Adzookie is a free mobile advertising network with a plan to get noticed. The company’s CEO, Romeo Mendoza, is looking for houses to turn into Adzookie billboards. In return for the exterior surface rights to the house, Adzookie will pay the homeowner’s mortgage for the duration of time–anywhere from three months to one year–that the billboard is in place.
Michael Bevel of Forbes doesn’t care for the idea.
The company has already recieved over 1,000 applications, prompting Adzookie’s CEO, Romeo Mendoza, to offer this quip to CNNMoney: “It really blew my mind. I knew the economy was tough, but it’s sad to see how many homeowners are really struggling.”
Sad — but not prohibitively sad. Mendoza hasn’t thought better of his company’s program that takes advantage of the desperation (or, sure, in some cases, greed) of homeowners struggling to stay in their houses and out of foreclosure. And for those in love with the free market, of course Mendoza shouldn’t think better of his plan. If Mendoza has paint and I have a need + flat surface, then why shouldn’t we make an ad-covered house-baby?
This is one of those stories that reminds me how incredibly broad the advertising business is. There are people who believe deeply in craft and in raising the bar in this business, and there are others who ask small towns to change their name for money, or 10 years of free TV, as the case may be. Then last fall two men in Iowa tattooed a radio station’s call letters on their faces for money. Now this.

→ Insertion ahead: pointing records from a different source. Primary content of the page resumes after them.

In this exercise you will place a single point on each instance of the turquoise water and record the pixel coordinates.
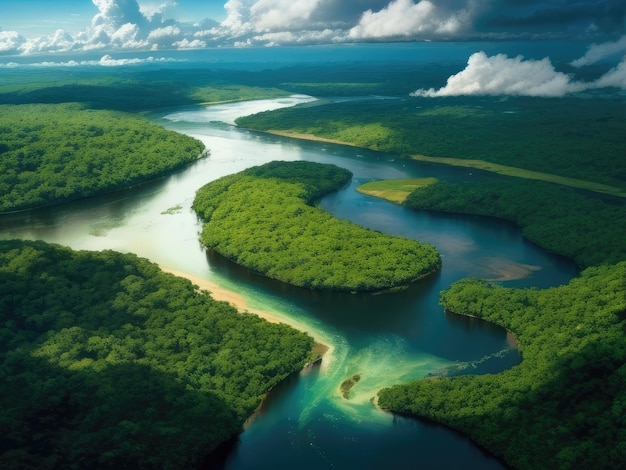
(387, 339)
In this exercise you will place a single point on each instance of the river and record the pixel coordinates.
(305, 422)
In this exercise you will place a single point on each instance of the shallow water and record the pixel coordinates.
(387, 339)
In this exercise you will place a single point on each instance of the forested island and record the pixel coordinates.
(550, 136)
(264, 219)
(562, 407)
(90, 340)
(57, 153)
(108, 362)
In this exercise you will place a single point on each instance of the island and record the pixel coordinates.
(264, 219)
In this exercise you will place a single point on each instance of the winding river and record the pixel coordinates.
(306, 422)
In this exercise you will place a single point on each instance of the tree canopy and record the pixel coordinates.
(564, 405)
(56, 153)
(108, 362)
(583, 227)
(262, 219)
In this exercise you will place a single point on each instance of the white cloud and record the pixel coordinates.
(11, 42)
(598, 52)
(614, 78)
(282, 15)
(408, 19)
(105, 61)
(501, 75)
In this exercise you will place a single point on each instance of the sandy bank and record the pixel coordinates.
(241, 304)
(482, 165)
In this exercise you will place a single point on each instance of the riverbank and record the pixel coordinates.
(480, 165)
(241, 304)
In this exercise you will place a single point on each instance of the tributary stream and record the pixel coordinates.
(386, 339)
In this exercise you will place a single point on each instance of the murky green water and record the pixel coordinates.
(390, 338)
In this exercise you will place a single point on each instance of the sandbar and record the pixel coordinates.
(240, 303)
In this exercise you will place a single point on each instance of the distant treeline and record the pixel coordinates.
(263, 219)
(108, 362)
(563, 406)
(56, 153)
(574, 137)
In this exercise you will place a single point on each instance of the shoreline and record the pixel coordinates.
(239, 302)
(479, 165)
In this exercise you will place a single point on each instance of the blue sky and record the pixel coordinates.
(34, 18)
(43, 26)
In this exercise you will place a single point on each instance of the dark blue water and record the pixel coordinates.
(387, 339)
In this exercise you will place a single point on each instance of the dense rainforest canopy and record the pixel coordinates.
(57, 153)
(552, 136)
(108, 362)
(581, 226)
(262, 218)
(564, 406)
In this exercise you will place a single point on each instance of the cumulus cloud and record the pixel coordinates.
(614, 78)
(105, 61)
(405, 18)
(501, 75)
(11, 42)
(598, 52)
(148, 24)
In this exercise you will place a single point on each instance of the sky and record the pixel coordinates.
(30, 27)
(43, 26)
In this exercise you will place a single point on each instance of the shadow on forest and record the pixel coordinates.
(124, 416)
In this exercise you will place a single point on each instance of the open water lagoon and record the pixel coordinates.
(386, 339)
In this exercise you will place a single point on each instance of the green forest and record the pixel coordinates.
(263, 219)
(551, 136)
(585, 228)
(564, 406)
(57, 153)
(108, 362)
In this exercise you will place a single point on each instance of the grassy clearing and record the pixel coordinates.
(522, 173)
(394, 190)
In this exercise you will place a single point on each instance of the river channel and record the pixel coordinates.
(386, 339)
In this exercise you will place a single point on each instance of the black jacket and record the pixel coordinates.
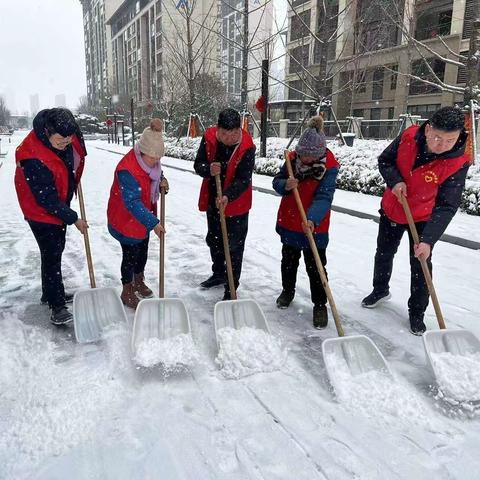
(243, 173)
(40, 178)
(449, 194)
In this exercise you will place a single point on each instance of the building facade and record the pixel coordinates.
(97, 52)
(364, 48)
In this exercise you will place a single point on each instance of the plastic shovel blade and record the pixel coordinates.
(456, 342)
(357, 353)
(159, 318)
(238, 314)
(94, 310)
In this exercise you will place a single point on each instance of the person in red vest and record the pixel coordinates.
(132, 209)
(315, 171)
(229, 151)
(428, 165)
(49, 166)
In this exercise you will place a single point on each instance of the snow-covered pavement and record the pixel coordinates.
(84, 411)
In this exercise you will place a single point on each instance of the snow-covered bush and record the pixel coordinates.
(358, 171)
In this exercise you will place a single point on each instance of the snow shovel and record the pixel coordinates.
(357, 353)
(95, 308)
(234, 313)
(160, 318)
(456, 342)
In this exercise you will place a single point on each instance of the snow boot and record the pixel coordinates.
(285, 299)
(372, 300)
(417, 327)
(140, 287)
(60, 315)
(320, 316)
(68, 299)
(213, 281)
(128, 296)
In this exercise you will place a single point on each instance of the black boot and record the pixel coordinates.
(372, 300)
(213, 281)
(60, 315)
(417, 327)
(320, 316)
(68, 299)
(285, 299)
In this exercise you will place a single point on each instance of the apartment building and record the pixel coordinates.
(363, 49)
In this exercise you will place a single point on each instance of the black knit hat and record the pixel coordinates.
(229, 119)
(312, 141)
(61, 121)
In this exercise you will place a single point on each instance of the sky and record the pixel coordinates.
(41, 51)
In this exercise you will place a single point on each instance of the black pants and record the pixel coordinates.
(51, 241)
(388, 240)
(237, 228)
(290, 260)
(134, 260)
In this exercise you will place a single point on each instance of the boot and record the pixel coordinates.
(140, 287)
(320, 316)
(285, 299)
(60, 315)
(128, 296)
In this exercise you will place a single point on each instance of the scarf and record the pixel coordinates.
(155, 174)
(315, 170)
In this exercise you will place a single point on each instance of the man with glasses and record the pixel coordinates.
(428, 165)
(49, 166)
(228, 151)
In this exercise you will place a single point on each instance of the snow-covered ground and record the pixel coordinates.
(86, 412)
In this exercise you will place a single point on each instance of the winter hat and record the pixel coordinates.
(312, 142)
(151, 141)
(61, 121)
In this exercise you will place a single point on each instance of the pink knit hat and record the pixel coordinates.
(151, 141)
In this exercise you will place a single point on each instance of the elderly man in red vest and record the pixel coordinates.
(427, 164)
(49, 166)
(229, 151)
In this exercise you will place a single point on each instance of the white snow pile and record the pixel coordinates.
(247, 351)
(377, 395)
(458, 376)
(49, 402)
(171, 353)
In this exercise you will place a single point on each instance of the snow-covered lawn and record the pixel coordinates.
(85, 411)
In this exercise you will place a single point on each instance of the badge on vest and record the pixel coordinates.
(430, 176)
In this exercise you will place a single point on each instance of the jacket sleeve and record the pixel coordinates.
(387, 164)
(42, 185)
(280, 181)
(131, 195)
(448, 200)
(322, 202)
(243, 176)
(201, 164)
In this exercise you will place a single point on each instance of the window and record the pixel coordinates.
(377, 86)
(425, 111)
(420, 69)
(462, 71)
(298, 58)
(393, 77)
(300, 25)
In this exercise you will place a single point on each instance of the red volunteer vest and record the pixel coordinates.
(243, 203)
(422, 183)
(33, 148)
(288, 216)
(118, 215)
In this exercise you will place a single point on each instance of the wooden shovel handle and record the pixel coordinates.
(226, 247)
(313, 247)
(423, 263)
(161, 273)
(85, 237)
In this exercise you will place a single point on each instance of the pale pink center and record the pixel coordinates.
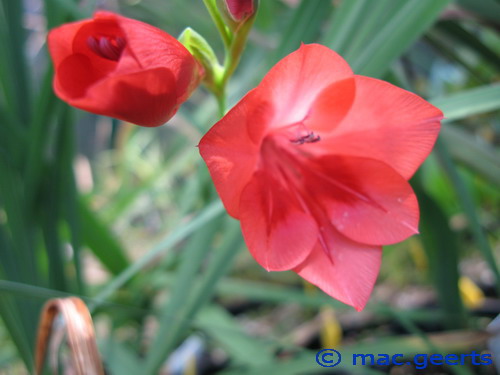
(107, 47)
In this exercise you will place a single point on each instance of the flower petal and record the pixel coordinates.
(146, 98)
(231, 148)
(348, 273)
(278, 233)
(331, 106)
(365, 199)
(161, 50)
(294, 82)
(388, 124)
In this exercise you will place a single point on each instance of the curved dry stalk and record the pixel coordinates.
(79, 331)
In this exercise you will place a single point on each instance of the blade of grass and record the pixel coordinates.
(463, 36)
(471, 102)
(479, 156)
(396, 35)
(345, 20)
(223, 257)
(468, 206)
(101, 241)
(441, 246)
(210, 212)
(304, 27)
(13, 37)
(242, 348)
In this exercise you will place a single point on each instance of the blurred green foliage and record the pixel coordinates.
(127, 218)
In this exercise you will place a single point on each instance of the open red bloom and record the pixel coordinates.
(122, 68)
(314, 162)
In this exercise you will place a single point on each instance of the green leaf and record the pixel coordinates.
(468, 205)
(180, 233)
(165, 341)
(101, 241)
(242, 348)
(471, 102)
(479, 156)
(441, 246)
(304, 27)
(385, 37)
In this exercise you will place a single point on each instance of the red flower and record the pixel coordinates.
(122, 68)
(314, 162)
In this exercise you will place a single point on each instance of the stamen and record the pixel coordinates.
(107, 47)
(307, 138)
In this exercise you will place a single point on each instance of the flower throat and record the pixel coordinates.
(107, 47)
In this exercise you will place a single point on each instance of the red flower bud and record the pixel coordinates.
(122, 68)
(240, 9)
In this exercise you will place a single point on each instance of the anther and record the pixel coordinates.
(107, 47)
(308, 138)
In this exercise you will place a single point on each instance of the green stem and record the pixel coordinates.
(219, 22)
(221, 102)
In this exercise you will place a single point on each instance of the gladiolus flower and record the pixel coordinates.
(122, 68)
(314, 162)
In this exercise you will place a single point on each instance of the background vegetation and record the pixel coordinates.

Advertising is at once a carnival and a craft, and it’s all happening under one big tent. The carnival barkers and shameless promoters couldn’t care less about the craftsmen, nor about the damage they do to the industry (I suspect those concerns are not even on their radar). On the other hand, the craftsmen can’t get far enough and fast enough away from the carnies. Yet, there is no real escape. To people outside the industry it’s all advertising, and it’s almost always bad.